I mean if you care about that you shouldn't be running anything that isn't highly optimized. Don't open webpages that might be CPU or GPU intensive. Don't run Electron apps, or really anything that isn't built in a compiled language.

Certainly you should do an audit of all the Android and iOS apps as well, to make sure they've been made in a efficient manner.

Block ads as well, they waste power.

This file identification is SUCH a small aspect of everything that is burning power in your laptop or phone as to be laughable.

Whilst energy usage is indeed a small aspect this early on when using bespoke models, we do have to consider that this is a model for simply identifying a file type.

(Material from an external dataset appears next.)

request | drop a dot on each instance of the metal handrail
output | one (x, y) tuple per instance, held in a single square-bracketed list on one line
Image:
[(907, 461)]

What happens when we introduce more bespoke models for manipulating the data in that file?

This feels like it could slowly boil to the point of programs using magnitudes higher power, at which point it'll be hard to claw it back.

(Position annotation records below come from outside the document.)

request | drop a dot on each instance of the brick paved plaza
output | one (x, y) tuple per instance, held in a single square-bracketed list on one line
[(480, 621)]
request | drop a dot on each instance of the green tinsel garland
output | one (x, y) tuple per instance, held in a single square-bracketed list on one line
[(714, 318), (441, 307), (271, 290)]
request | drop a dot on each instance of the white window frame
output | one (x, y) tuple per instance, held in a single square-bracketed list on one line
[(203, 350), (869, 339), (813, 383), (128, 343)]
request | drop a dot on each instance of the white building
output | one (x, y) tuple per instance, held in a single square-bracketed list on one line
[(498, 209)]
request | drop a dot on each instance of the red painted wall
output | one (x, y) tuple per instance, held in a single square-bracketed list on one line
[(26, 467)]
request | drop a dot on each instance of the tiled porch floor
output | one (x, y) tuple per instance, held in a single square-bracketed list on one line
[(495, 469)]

In general you're right, but I can't think of a single local use for identifying file types by a human on a laptop - at least, one with scale where this matters. It's all going to be SaaS services where people upload stuff.
We are building a data analysis tool with great UX, where users select data files, which are then parsed and uploaded to S3 directly, on their client machines. The server only takes over after this step.

Since the data files can be large, this approach bypasses having to trnasfer the file twice, first to the server, and then to S3 after parsing.

I've ended up implementing a layer on top of "magic" which, if magic detects application/zip, reads the zip file manifest and checks for telltale file names to reliably detect Office files.

The "magic" library does not seem to be equipped with the capabilities needed to be robust against the zip manifest being ordered in a different way than expected.

But this deep learning approach... I don't know. It might be hard to shoehorn in to many applications where the traditional methods have negligible memory and compute costs and the accuracy is basically 100% for cases that matter (detecting particular file types of interest). But when looking at a large random collection of unknown blobs, yeah, I can see how this could be great.

If you're curious, here's how I solved it for ruby back in the day. Still used magic bytes, but added an overlay on top of the freedesktop.org DB: https://github.com/mimemagicrb/mimemagic/pull/20
Many commenters seem to be using magic instead of file, any reasons?
magic is the core detection logic of file that was extracted out to be available as a library. So these days file is just a higher level wrapper around magic
thanks
From the first paragraph:

> enabling precise file identification within milliseconds, even when running on a CPU.

Maybe your old-fashioned implementations were detecting in microseconds?

Yeah I saw that, but that could cover a pretty wide range and it's not clear to me whether that relies on preloading a model.
> At inference time Magika uses Onnx as an inference engine to ensure files are identified in a matter of milliseconds, almost as fast as a non-AI tool even on CPU.
> They had a hard limit that they wouldn't see past the first 256 bytes.

Then they could never detect zip files with certainty, given that to do that you need to read up to 65KB (+ 22) at the END of the file. The reason is that the zip archive format allows "gargabe" bytes both in the beginning of the file and in between local file headers.... and it's actually not uncommon to prepend a program that self-extracts the archive, for example. The only way to know if a file is a valid zip archive is to look for the End of Central Directory Entry, which is always at the end of the file AND allows for a comment of unknown length at the end (and as the comment length field takes 2 bytes, the comment can be up to 65K long).

That's why the whole question is ill formed. A file does not have exactly one type. It may be a valid input in various contexts. A zip archive may also very well be something else.
FWIW, file can now distinguish many types of zip containers, including Oxml files.